A proportion of patients with lung cancer also had a diagnosis of a second malignancy. It is possible that the second malignancy could have impacted the performance status and treatment of the lung cancer patients. There is minimal interaction between the standard treatments of lung cancer and the most common second malignancies identified (prostate, colorectal, renal, lymphoma); therefore, we feel it is unlikely that these diagnoses would have influenced the selection of lung cancer treatment. Also, lung cancer was the cause of death for approximately 80 % of patients in this study regardless of exposure to APM; therefore, it is unlikely that alternate malignancies had a significant impact on the survival analysis.
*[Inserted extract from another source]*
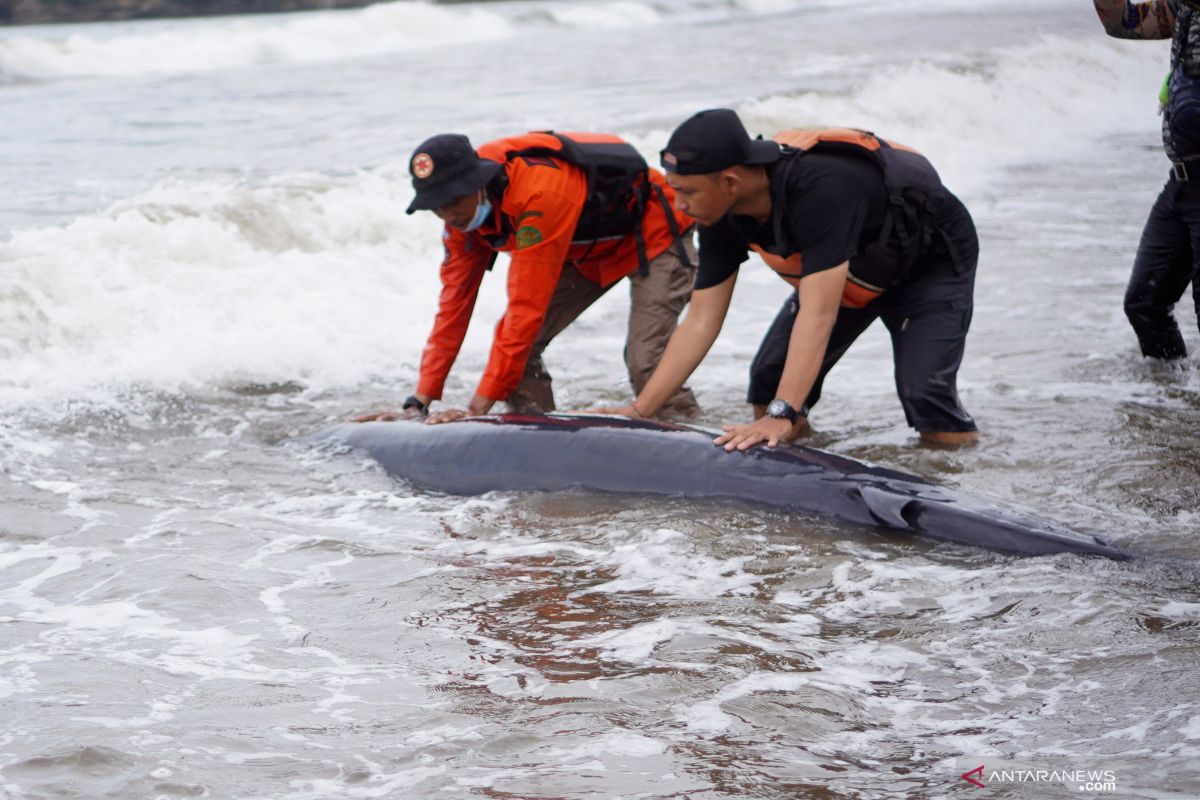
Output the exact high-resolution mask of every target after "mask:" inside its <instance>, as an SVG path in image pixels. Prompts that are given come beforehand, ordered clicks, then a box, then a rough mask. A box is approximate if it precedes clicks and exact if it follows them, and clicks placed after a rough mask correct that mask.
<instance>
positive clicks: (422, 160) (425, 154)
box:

The issue of immortal time bias (ITB) [25] was addressed by using a multivariable Cox model with time-varying covariates for the primary analysis. This was selected as a primary analysis because the effect of APM on cancer pathogenesis is likely to take time, in which case, maintaining consistent exposure groups is important. As an additional sensitivity analysis, a landmark analysis as well as an immediate time-varying model were used. While the landmark analysis demonstrated a trend towards longer survival, this was not significant. This may be related to the loss of statistical power inherent to a conditional landmark analysis; however, it is possible this represents a more accurate method of accounting for ITB and suggests a smaller or null effect. The immediate time-varying model demonstrated a non-significant trend towards greater survival, but only in former users of APM. This model may be a better representation of the more immediate on/off effects of APM, and the lack of a significant association supports the theory that APM exposure has an impact on cancer pathogenesis and growth over a longer period of time.

Conclusion

Exposure to APM after a diagnosis of lung cancer is associated with longer survival in male patients. This study provides further evidence that sex hormones may play a role in lung cancer pathophysiology, and that androgens in particular may have a greater role than previously thought. Our results generate new hypotheses to be tested, such as determining the potential mechanism of this effect and determining the clinical utility of the AR as a biomarker. While androgen receptor expression has not been linked to prognosis [10], it may help identify a subgroup of patients who would derive benefit from APM. Further supporting evidence of a protective effect of APM in lung cancer could potentially support a randomized controlled trial of APM in a select group of lung cancer patients. Validation of the data in a larger population and exploration of tissue bank data for an association between AR expression and outcomes with APM treatment may improve our understanding of androgens in lung cancer, but ultimately randomized trials would be necessary to assess the therapeutic effects of these agents. As we move towards individualized therapy in oncology, the utilization of APM in specific lung cancer populations has the potential to be a simple, widely available, and cost-effective treatment for this disease.